Libraries at University of Nebraska-Lincoln

 

Date of this Version

Winter 3-15-2013

Abstract

This descriptive study examined work values, achievement motivation and technostress as determinants of job burnout among the library personnel in federal universities in Nigeria. The study adopted a descriptive survey research design and 646 library personnel from 18 automated federal university libraries participated in the study. The sampling technique used was single stage random sampling technique. Five instruments were used for this study namely: work values, achievement motivation, job burnout and technostress scales synchronized into a questionnaire titled (WVAMJOBTS) and structured interview checklist. Each of the research instruments was validated with a reliability coefficient of 0.90, 0.82, 0.82, 0.95 and 0.62 for work values, achievement motivation, job burnout, technostress and structured interview checklist respectively using Cronbach-alpha method. Data collected were analysed using percentages, mean, standard deviation, product moment correlation and multiple regression analysis. Research questions were answered and research hypotheses tested at 0.05 level of significance.
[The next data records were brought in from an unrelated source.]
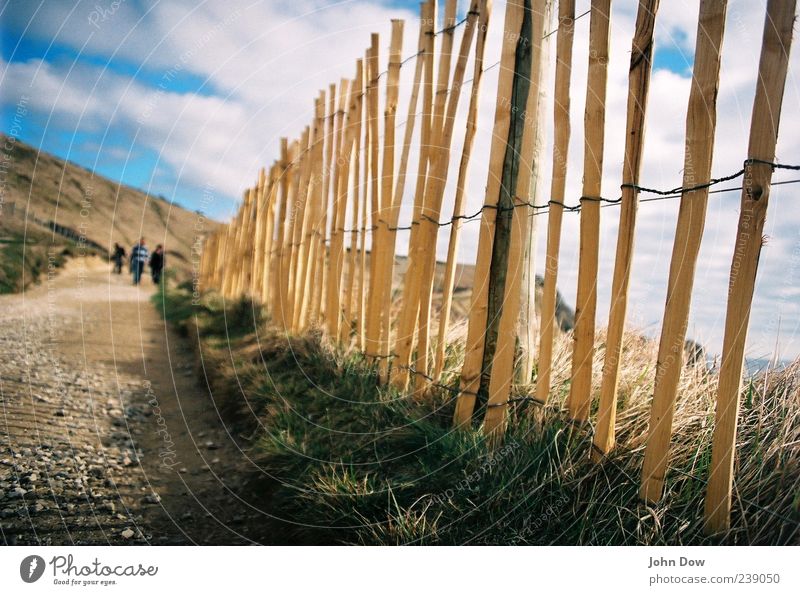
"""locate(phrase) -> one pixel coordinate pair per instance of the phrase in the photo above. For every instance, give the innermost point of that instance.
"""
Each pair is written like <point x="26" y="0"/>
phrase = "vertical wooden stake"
<point x="594" y="134"/>
<point x="561" y="133"/>
<point x="332" y="286"/>
<point x="287" y="156"/>
<point x="701" y="119"/>
<point x="448" y="282"/>
<point x="373" y="317"/>
<point x="437" y="177"/>
<point x="766" y="117"/>
<point x="473" y="358"/>
<point x="321" y="277"/>
<point x="638" y="89"/>
<point x="362" y="248"/>
<point x="384" y="253"/>
<point x="528" y="69"/>
<point x="410" y="305"/>
<point x="527" y="322"/>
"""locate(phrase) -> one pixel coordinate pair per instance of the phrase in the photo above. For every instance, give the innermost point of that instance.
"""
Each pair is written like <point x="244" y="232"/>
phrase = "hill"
<point x="43" y="191"/>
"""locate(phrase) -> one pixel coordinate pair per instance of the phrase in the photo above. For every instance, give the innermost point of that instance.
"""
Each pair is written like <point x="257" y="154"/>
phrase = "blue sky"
<point x="175" y="96"/>
<point x="28" y="37"/>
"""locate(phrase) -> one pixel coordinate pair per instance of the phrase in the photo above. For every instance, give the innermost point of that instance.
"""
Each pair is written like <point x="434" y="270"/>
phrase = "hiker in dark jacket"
<point x="139" y="256"/>
<point x="157" y="264"/>
<point x="118" y="256"/>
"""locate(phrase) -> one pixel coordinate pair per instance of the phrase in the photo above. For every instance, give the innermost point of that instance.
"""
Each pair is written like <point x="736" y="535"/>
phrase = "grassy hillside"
<point x="357" y="463"/>
<point x="42" y="186"/>
<point x="27" y="256"/>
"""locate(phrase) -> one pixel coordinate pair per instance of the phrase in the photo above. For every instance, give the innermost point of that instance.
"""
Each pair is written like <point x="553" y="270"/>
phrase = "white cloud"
<point x="266" y="62"/>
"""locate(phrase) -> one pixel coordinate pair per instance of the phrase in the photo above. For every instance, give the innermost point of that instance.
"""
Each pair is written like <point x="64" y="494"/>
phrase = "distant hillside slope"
<point x="50" y="189"/>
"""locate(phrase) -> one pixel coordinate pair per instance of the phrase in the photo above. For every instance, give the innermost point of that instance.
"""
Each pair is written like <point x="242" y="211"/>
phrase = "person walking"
<point x="157" y="264"/>
<point x="139" y="256"/>
<point x="118" y="256"/>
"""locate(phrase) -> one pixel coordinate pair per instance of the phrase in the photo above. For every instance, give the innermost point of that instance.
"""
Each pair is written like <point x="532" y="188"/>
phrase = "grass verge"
<point x="357" y="463"/>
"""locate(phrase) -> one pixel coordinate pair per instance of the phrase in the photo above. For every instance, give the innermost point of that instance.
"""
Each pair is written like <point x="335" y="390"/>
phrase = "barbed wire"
<point x="541" y="209"/>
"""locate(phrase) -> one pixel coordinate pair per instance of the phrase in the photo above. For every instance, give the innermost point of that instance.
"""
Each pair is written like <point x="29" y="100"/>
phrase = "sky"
<point x="188" y="99"/>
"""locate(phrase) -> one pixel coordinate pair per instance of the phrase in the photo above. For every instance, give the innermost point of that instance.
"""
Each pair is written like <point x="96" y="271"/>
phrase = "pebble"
<point x="16" y="493"/>
<point x="151" y="499"/>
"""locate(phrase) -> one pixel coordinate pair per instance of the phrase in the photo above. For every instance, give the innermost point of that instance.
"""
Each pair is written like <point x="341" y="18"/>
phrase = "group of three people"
<point x="139" y="258"/>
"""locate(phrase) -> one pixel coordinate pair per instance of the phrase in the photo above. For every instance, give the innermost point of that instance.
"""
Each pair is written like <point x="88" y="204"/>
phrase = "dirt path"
<point x="107" y="435"/>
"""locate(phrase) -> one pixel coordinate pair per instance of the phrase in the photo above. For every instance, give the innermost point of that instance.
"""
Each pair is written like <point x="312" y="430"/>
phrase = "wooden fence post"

The results of these analyses revealed that the respondents had moderate level of work values and achievement motivation and high level of technostress and job burnout, work values and achievement motivation of the respondents were inversely related to job burnout, whereas technostress was positively related to job burnout. Technostress was found to have the highest relative contribution among the independent variables to the problem of job burnout. Based on the findings, recommendation were made to solve the problem of job burnout among the library personnel in federal universities in Nigeria.